If it looks like a duck and it walks like a duck, why is it not a duck? If you are using a DSP to process graphics, then at least in the context of your system it has become your graphics processor.
Plenty of GPUs don't have (or aren't used for their) display output. It's a GPU because of what it does: graphics processing. Not because of what connectivity it has.
It does do graphics. Calculating graphics is different from handling display output. You can separate the two.
Like someone else mentioned, laptops often have discrete graphics cards that are not wired to display hardware at all, needing to shuffle framebuffers through the onboard graphics when something needs to make its way to a screen.
> Like someone else mentioned, laptops often have discrete graphics cards that are not wired to display hardware at all, needing to shuffle framebuffers through the onboard graphics when something needs to make its way to a screen.
Those are GPUs even if they aren't connected to a display because they still have graphics components like ROPs, TMUs and whatnot.
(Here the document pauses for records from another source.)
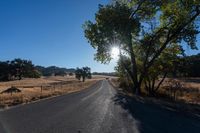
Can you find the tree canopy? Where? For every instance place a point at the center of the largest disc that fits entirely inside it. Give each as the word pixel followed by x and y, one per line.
pixel 144 31
pixel 84 72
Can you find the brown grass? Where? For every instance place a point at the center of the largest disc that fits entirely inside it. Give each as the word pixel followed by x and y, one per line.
pixel 189 91
pixel 32 90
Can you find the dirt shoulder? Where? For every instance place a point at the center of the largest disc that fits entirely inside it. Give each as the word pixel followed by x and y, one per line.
pixel 167 104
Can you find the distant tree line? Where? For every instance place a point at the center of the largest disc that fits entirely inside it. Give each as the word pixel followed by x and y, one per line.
pixel 17 69
pixel 83 73
pixel 105 73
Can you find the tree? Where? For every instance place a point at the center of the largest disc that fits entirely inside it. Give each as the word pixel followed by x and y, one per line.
pixel 16 69
pixel 149 26
pixel 84 72
pixel 78 73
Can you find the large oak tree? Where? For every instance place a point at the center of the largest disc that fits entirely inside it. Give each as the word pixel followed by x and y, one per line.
pixel 142 29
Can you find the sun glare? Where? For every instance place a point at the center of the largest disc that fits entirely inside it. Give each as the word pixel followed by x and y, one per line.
pixel 115 52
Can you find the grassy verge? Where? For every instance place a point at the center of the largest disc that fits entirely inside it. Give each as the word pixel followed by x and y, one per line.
pixel 169 104
pixel 34 93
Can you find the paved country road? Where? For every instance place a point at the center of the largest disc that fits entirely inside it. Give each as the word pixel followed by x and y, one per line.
pixel 98 109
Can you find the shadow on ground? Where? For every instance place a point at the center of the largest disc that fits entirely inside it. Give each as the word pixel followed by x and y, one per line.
pixel 157 118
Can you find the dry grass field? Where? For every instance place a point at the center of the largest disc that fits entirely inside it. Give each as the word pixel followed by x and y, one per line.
pixel 35 89
pixel 187 91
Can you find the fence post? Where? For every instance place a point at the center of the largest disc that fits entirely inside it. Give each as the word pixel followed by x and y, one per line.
pixel 41 88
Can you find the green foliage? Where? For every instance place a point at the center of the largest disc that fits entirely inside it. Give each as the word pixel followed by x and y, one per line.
pixel 84 72
pixel 187 66
pixel 148 32
pixel 16 69
pixel 112 28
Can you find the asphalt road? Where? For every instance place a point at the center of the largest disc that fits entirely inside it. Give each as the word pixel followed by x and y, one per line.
pixel 98 109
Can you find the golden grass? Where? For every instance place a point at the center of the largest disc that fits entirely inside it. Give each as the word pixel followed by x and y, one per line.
pixel 51 86
pixel 189 92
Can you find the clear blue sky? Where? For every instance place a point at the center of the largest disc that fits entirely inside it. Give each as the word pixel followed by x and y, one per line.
pixel 49 32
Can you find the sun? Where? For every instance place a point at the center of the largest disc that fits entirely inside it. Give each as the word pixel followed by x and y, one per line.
pixel 115 53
You're free to define it that way, but that's substantially different from GP's "if it's not a display adapter, it's not a GPU" that I was pushing against. It does seem pretty fragile to define a GPU in terms of the particular architecture of the day, though. There's plenty of things called GPUs that don't/didn't have TMUs, for example.
Plenty of GPUs don't have (or aren't used for their) display output. It's a GPU because of what it does: graphics processing. Not because of what connectivity it has.